Nearly two months after Haiti's Jan. 12 earthquake trapped Jocelyn Sannon with life-threatening injuries, the Westbury woman is finally back on Long Island and is recuperating in a Uniondale nursing home.
Sannon, who emigrated from Haiti to Long Island in the early 1980s, was visiting family in her native city of Leogane, 25 miles outside Port-au-Prince, when the magnitude 7.0 temblor hit.
Falling debris broke both of her legs and left her with gashes that later became infected. With the local hospital destroyed and no way to clean her wounds, her brother pulled off his shirt and stanched the bleeding with bandages cut from the fabric.
"I was full of panic," said Sannon, 55, who since the earthquake has been shuttled from Haiti to medical facilities in Jamaica and Miami before arriving back home Tuesday. "Nobody knew what was happening. My leg was getting worse."
With her left leg swelling with infection, and no medical care available in the earthquake's chaotic aftermath, family members realized it was imperative that she be able to leave Haiti. Doctors would later tell her husband, Lionel Sannon, who was in Westbury at the time of the earthquake, that had she remained in Haiti a few days more, they might have had to amputate.
But getting off the island without a passport was virtually impossible. Sannon's U.S. passport was inside the home of her aunt, which was badly damaged and on the edge of collapse. And because houses around them were crumbling with every new aftershock - there were 32 aftershocks within nine hours of the quake - retrieving the passport was a deadly mission.
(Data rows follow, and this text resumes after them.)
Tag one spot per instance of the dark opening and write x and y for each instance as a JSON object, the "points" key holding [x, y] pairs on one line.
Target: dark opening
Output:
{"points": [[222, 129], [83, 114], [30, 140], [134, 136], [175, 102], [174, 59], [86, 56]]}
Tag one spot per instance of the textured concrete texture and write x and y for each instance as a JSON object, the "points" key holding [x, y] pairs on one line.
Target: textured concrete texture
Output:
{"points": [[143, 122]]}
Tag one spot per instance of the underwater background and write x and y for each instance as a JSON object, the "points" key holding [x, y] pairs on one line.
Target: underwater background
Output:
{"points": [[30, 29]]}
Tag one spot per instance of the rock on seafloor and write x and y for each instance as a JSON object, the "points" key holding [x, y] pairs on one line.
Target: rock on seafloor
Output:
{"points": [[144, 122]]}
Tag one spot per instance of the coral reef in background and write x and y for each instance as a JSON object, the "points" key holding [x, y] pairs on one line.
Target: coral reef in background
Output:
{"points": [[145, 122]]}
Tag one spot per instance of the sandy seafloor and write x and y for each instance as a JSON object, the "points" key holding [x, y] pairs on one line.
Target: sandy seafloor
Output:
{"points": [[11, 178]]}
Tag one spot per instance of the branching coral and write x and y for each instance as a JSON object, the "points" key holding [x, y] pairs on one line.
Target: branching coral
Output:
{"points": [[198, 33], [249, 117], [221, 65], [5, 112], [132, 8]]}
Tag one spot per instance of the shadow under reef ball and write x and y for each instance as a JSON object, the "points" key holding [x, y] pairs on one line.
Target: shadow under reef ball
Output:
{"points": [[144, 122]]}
But there seemed no other choice, with Sannon's leg getting worse. Her aunt crept into the listing house, found Sannon's passport and made it back out.
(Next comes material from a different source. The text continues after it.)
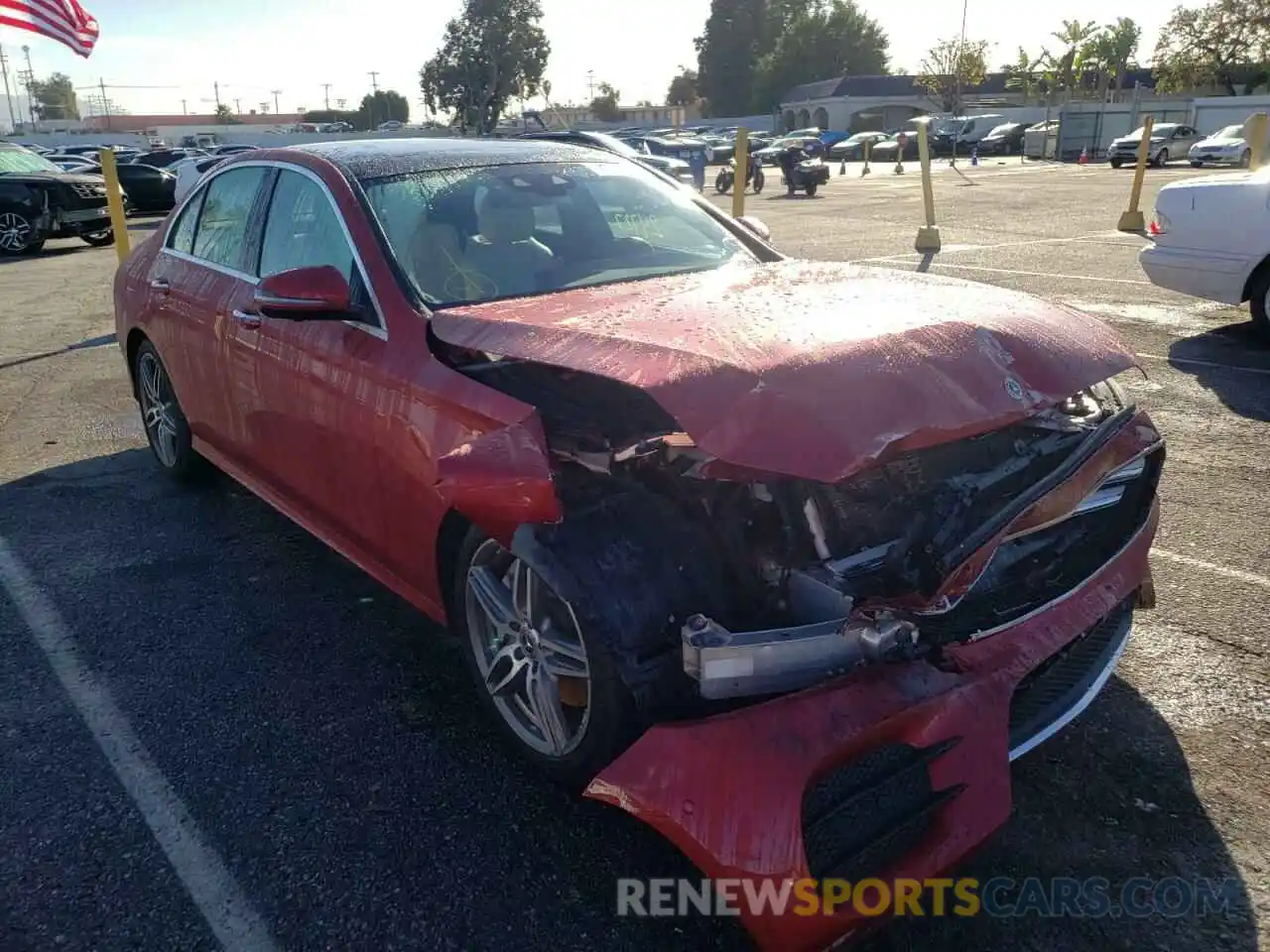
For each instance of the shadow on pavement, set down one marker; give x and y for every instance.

A brother fitted a pickup truck with a borrowed mattress and loaded Sannon in the bed. They drove to Port-au-Prince along a road of nightmarish devastation, where bodies were frequently encountered on its rutted surface.
"I closed my eyes," Sannon said. "It was terrible."
Her fortunes turned soon after she reached U.S. officials at the airport in Port-au-Prince.
She was loaded aboard a military plane and flown to a hospital in Jamaica, where her wounds were treated. She was then flown to a hospital in Miami, where doctors performed surgery to repair her legs.
After the quake, her husband had tried unsuccessfully for three days to telephone her from Westbury. Now he will have an easier time checking her progress: She is recuperating at the A. Holly Patterson Extended Care Facility in Uniondale, where he works as a nurse.